Efficient stable sum of ordered numbers

I guess I can have some numerical stability problem

So test for it. Currently you have a hypothetical problem, which is to say, no problem at all.

If you test, and the hypothetical materializes into an actual problem, then you should worry about actually fixing it.

That is - floating-point precision can cause issues, but you can confirm whether it really does for your data, before prioritizing that over everything else.

... I will have more cache missing?

One thousand floats is 4Kb - it'll fit in cache on a modern mass-market system (if you have another platform in mind, tell us what it is).

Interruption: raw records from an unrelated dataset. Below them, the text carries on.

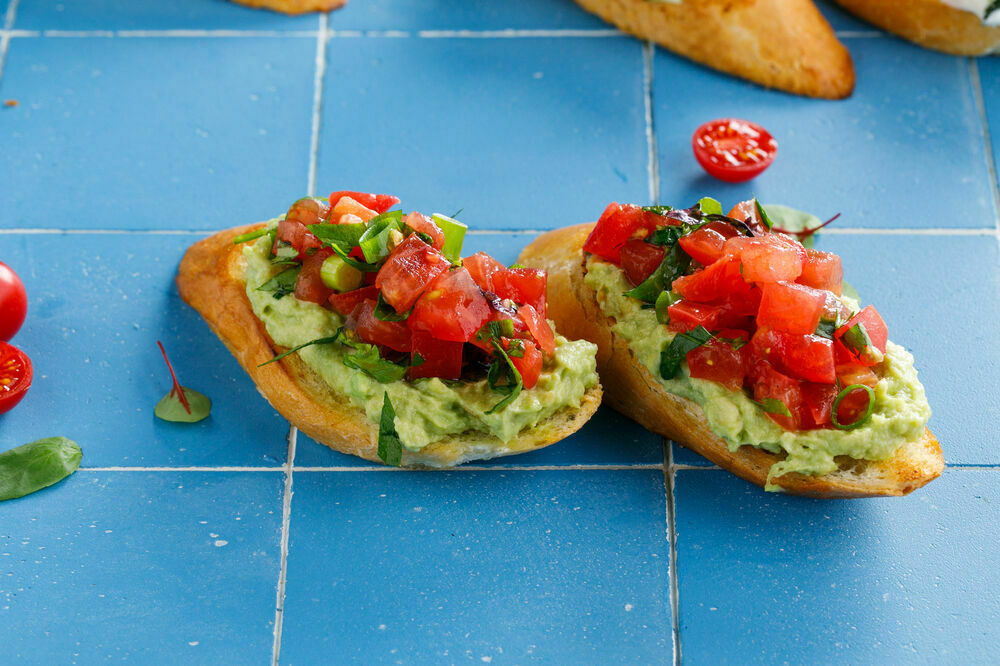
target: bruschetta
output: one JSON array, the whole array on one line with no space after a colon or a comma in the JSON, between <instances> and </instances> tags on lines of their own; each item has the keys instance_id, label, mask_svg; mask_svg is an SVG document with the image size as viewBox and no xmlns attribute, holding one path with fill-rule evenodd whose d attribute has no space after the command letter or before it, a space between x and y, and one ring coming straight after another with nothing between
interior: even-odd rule
<instances>
[{"instance_id":1,"label":"bruschetta","mask_svg":"<svg viewBox=\"0 0 1000 666\"><path fill-rule=\"evenodd\" d=\"M534 450L596 411L596 347L546 318L546 275L387 195L305 198L192 246L177 275L263 396L313 439L390 465Z\"/></svg>"},{"instance_id":2,"label":"bruschetta","mask_svg":"<svg viewBox=\"0 0 1000 666\"><path fill-rule=\"evenodd\" d=\"M728 214L611 204L541 235L549 316L598 346L605 400L768 490L904 495L940 475L912 356L842 292L840 258Z\"/></svg>"}]
</instances>

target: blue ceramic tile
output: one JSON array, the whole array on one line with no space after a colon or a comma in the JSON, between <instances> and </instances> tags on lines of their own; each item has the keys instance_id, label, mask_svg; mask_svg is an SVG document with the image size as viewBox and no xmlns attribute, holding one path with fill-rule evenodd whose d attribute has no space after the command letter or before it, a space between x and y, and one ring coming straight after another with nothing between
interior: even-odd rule
<instances>
[{"instance_id":1,"label":"blue ceramic tile","mask_svg":"<svg viewBox=\"0 0 1000 666\"><path fill-rule=\"evenodd\" d=\"M570 0L382 0L349 2L330 14L333 30L607 29Z\"/></svg>"},{"instance_id":2,"label":"blue ceramic tile","mask_svg":"<svg viewBox=\"0 0 1000 666\"><path fill-rule=\"evenodd\" d=\"M479 229L548 229L648 196L635 40L333 39L327 56L321 189L461 208Z\"/></svg>"},{"instance_id":3,"label":"blue ceramic tile","mask_svg":"<svg viewBox=\"0 0 1000 666\"><path fill-rule=\"evenodd\" d=\"M0 662L269 662L283 484L81 471L5 502Z\"/></svg>"},{"instance_id":4,"label":"blue ceramic tile","mask_svg":"<svg viewBox=\"0 0 1000 666\"><path fill-rule=\"evenodd\" d=\"M658 471L294 484L283 663L671 660Z\"/></svg>"},{"instance_id":5,"label":"blue ceramic tile","mask_svg":"<svg viewBox=\"0 0 1000 666\"><path fill-rule=\"evenodd\" d=\"M857 39L850 46L857 88L836 101L764 90L658 52L661 203L689 206L711 194L728 205L756 194L824 219L840 212L844 227L993 226L967 59L893 39ZM774 164L748 183L711 178L691 153L694 130L723 117L757 122L778 140Z\"/></svg>"},{"instance_id":6,"label":"blue ceramic tile","mask_svg":"<svg viewBox=\"0 0 1000 666\"><path fill-rule=\"evenodd\" d=\"M21 0L20 30L316 30L317 14L285 16L226 0Z\"/></svg>"},{"instance_id":7,"label":"blue ceramic tile","mask_svg":"<svg viewBox=\"0 0 1000 666\"><path fill-rule=\"evenodd\" d=\"M28 291L28 319L13 342L35 372L21 404L0 417L0 440L66 435L80 443L90 467L284 462L287 422L177 295L177 264L197 238L0 236L0 261ZM206 420L153 416L171 386L157 340L181 383L212 399Z\"/></svg>"},{"instance_id":8,"label":"blue ceramic tile","mask_svg":"<svg viewBox=\"0 0 1000 666\"><path fill-rule=\"evenodd\" d=\"M11 42L5 226L215 229L304 192L315 40ZM44 211L39 202L45 201Z\"/></svg>"},{"instance_id":9,"label":"blue ceramic tile","mask_svg":"<svg viewBox=\"0 0 1000 666\"><path fill-rule=\"evenodd\" d=\"M698 663L991 663L1000 471L906 498L768 495L677 474L681 653Z\"/></svg>"}]
</instances>

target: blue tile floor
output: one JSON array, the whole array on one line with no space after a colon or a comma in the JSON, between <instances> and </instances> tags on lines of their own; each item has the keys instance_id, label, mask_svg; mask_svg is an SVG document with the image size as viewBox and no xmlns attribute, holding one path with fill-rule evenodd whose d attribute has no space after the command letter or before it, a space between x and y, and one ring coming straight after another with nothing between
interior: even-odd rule
<instances>
[{"instance_id":1,"label":"blue tile floor","mask_svg":"<svg viewBox=\"0 0 1000 666\"><path fill-rule=\"evenodd\" d=\"M0 0L0 261L35 363L0 449L81 470L0 504L0 663L991 663L1000 641L1000 60L836 7L858 86L805 100L653 49L571 0ZM695 126L780 148L704 176ZM759 195L910 348L948 469L902 499L767 494L602 408L542 451L399 472L290 428L177 295L184 250L302 194L463 209L469 252L619 201ZM212 397L155 419L182 382Z\"/></svg>"}]
</instances>

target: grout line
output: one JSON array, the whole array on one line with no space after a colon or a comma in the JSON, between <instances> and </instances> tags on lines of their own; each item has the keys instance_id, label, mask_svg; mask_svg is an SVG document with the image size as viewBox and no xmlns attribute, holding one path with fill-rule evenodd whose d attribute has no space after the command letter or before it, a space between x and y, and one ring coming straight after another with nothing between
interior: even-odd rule
<instances>
[{"instance_id":1,"label":"grout line","mask_svg":"<svg viewBox=\"0 0 1000 666\"><path fill-rule=\"evenodd\" d=\"M319 159L319 130L323 109L323 79L326 75L326 42L330 15L321 14L319 33L316 37L316 72L313 78L312 135L309 139L309 175L306 185L308 196L316 196L316 162Z\"/></svg>"},{"instance_id":2,"label":"grout line","mask_svg":"<svg viewBox=\"0 0 1000 666\"><path fill-rule=\"evenodd\" d=\"M298 429L288 427L288 459L285 461L285 493L281 505L281 571L274 606L274 645L271 648L272 666L278 666L281 656L281 627L285 614L285 582L288 580L288 533L292 523L292 476L295 470L295 445Z\"/></svg>"},{"instance_id":3,"label":"grout line","mask_svg":"<svg viewBox=\"0 0 1000 666\"><path fill-rule=\"evenodd\" d=\"M653 117L653 43L642 44L642 97L646 105L646 149L649 151L649 201L660 203L660 162L656 148L656 124Z\"/></svg>"}]
</instances>

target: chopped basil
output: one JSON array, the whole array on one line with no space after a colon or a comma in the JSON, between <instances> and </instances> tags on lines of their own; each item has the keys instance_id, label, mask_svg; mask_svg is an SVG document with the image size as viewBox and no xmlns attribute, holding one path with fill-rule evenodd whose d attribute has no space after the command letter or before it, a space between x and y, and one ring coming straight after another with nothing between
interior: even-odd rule
<instances>
[{"instance_id":1,"label":"chopped basil","mask_svg":"<svg viewBox=\"0 0 1000 666\"><path fill-rule=\"evenodd\" d=\"M393 467L399 467L403 461L403 442L396 432L396 410L392 408L388 392L382 399L382 416L378 423L378 457Z\"/></svg>"}]
</instances>

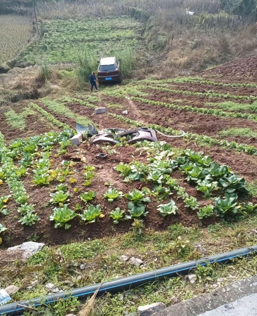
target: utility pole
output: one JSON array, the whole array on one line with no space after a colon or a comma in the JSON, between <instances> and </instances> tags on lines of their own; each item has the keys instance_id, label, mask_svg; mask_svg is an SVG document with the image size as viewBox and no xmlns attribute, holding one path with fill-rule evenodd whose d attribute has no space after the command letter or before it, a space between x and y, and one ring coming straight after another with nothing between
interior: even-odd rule
<instances>
[{"instance_id":1,"label":"utility pole","mask_svg":"<svg viewBox=\"0 0 257 316\"><path fill-rule=\"evenodd\" d=\"M37 23L37 15L36 14L36 1L35 0L33 0L33 7L34 7L34 13L35 14L35 20L36 20L36 25L37 26L37 33L38 35L39 35L39 29L38 28L38 24Z\"/></svg>"}]
</instances>

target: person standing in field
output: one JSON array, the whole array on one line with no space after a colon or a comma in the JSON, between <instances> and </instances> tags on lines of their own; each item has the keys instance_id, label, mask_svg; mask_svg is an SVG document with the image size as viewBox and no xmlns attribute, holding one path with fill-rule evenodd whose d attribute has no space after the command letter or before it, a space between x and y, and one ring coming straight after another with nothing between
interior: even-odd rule
<instances>
[{"instance_id":1,"label":"person standing in field","mask_svg":"<svg viewBox=\"0 0 257 316\"><path fill-rule=\"evenodd\" d=\"M96 78L96 74L94 72L92 72L89 76L89 80L91 84L91 92L93 92L93 89L94 87L96 90L97 91L97 86L96 85L97 78Z\"/></svg>"}]
</instances>

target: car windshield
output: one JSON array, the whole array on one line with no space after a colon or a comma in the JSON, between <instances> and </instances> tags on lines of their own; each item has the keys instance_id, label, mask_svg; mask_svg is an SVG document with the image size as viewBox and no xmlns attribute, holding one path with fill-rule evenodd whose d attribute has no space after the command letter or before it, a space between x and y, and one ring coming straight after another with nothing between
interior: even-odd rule
<instances>
[{"instance_id":1,"label":"car windshield","mask_svg":"<svg viewBox=\"0 0 257 316\"><path fill-rule=\"evenodd\" d=\"M110 71L115 70L116 69L115 65L102 65L100 66L99 70L100 71Z\"/></svg>"}]
</instances>

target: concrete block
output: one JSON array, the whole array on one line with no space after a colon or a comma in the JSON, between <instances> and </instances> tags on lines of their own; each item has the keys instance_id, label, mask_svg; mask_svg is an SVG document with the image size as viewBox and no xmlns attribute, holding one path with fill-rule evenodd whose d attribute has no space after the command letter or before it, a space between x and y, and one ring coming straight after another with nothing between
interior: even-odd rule
<instances>
[{"instance_id":1,"label":"concrete block","mask_svg":"<svg viewBox=\"0 0 257 316\"><path fill-rule=\"evenodd\" d=\"M103 106L103 107L97 107L95 109L95 114L102 114L102 113L106 112L106 108Z\"/></svg>"},{"instance_id":2,"label":"concrete block","mask_svg":"<svg viewBox=\"0 0 257 316\"><path fill-rule=\"evenodd\" d=\"M82 134L76 134L71 138L71 142L72 145L80 145L82 142Z\"/></svg>"},{"instance_id":3,"label":"concrete block","mask_svg":"<svg viewBox=\"0 0 257 316\"><path fill-rule=\"evenodd\" d=\"M163 310L166 307L164 303L158 302L150 305L139 306L137 309L137 313L139 316L150 316L154 313Z\"/></svg>"}]
</instances>

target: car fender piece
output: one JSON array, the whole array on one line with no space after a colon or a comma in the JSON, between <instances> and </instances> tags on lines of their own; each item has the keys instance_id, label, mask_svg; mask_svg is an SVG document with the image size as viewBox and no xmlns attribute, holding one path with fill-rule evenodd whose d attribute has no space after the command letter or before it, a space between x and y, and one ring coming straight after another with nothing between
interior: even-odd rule
<instances>
[{"instance_id":1,"label":"car fender piece","mask_svg":"<svg viewBox=\"0 0 257 316\"><path fill-rule=\"evenodd\" d=\"M148 140L149 142L158 141L155 131L151 129L136 129L135 134L135 136L131 140L127 142L128 144L134 144L137 142L142 140Z\"/></svg>"},{"instance_id":2,"label":"car fender piece","mask_svg":"<svg viewBox=\"0 0 257 316\"><path fill-rule=\"evenodd\" d=\"M89 145L91 146L98 143L109 143L112 145L116 145L118 142L118 141L114 140L110 133L106 133L105 134L94 135L90 138Z\"/></svg>"}]
</instances>

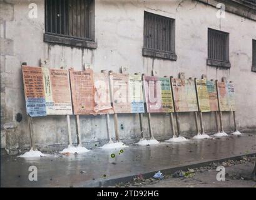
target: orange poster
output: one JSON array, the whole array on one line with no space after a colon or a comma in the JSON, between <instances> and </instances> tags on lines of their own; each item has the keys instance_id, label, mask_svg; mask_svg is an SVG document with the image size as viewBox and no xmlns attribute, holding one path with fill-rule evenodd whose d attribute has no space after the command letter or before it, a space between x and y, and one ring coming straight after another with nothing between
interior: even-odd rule
<instances>
[{"instance_id":1,"label":"orange poster","mask_svg":"<svg viewBox=\"0 0 256 200\"><path fill-rule=\"evenodd\" d=\"M228 111L228 92L225 82L217 82L218 101L220 111Z\"/></svg>"},{"instance_id":2,"label":"orange poster","mask_svg":"<svg viewBox=\"0 0 256 200\"><path fill-rule=\"evenodd\" d=\"M130 113L131 101L129 96L129 75L111 73L110 74L111 101L115 113Z\"/></svg>"},{"instance_id":3,"label":"orange poster","mask_svg":"<svg viewBox=\"0 0 256 200\"><path fill-rule=\"evenodd\" d=\"M110 91L107 72L95 72L95 111L98 114L112 114L114 112L111 106Z\"/></svg>"},{"instance_id":4,"label":"orange poster","mask_svg":"<svg viewBox=\"0 0 256 200\"><path fill-rule=\"evenodd\" d=\"M39 67L22 66L27 114L31 117L46 115L44 81Z\"/></svg>"},{"instance_id":5,"label":"orange poster","mask_svg":"<svg viewBox=\"0 0 256 200\"><path fill-rule=\"evenodd\" d=\"M93 71L69 70L74 114L95 114Z\"/></svg>"}]
</instances>

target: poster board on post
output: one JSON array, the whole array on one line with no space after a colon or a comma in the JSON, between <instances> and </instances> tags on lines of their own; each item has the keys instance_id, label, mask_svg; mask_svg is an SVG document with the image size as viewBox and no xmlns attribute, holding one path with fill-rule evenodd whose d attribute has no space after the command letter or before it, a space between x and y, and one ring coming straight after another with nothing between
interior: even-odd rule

The only risk is that the prefetcher won't help you when iterating backwards, but of course your vector may already be in cache. You can't really determine this until you profile in the context of your full program, so there's no use worrying about it until you have a full program.

Is there any other smart solution?

Don't worry about things that might become problems, until they actually become problems. At most it's worth noting possible issues, and structuring your code so that you can replace the simplest-possible solution with a carefully-optimized one later, without re-writing everything else.


I bench-marked your use case and the results (see attached image) point to the direction that it does not make any performance difference to loop forward or backward.

You might want to measure on your hardware + compiler as well.


Using STL to perform the sum it's as fast as manual looping over data but much more expressive.

use the following for reverse accumulation:

std::accumulate(rbegin(data), rend(data), 0.0f);

while for forward accumulation:

std::accumulate(begin(data), end(data), 0.0f);

enter image description here


The easiest solution would be to traverse the vector in reverse order. My question is: is that efficient as well as the forward case? I will have more cache missing?

Yes it is efficient. Branch prediction and smart cache strategy from your hardware is tuned for sequential access. You can safely accumulate your vector:

#include <numeric>

auto const sum = std::accumulate(crbegin(v), crend(v), 0.f);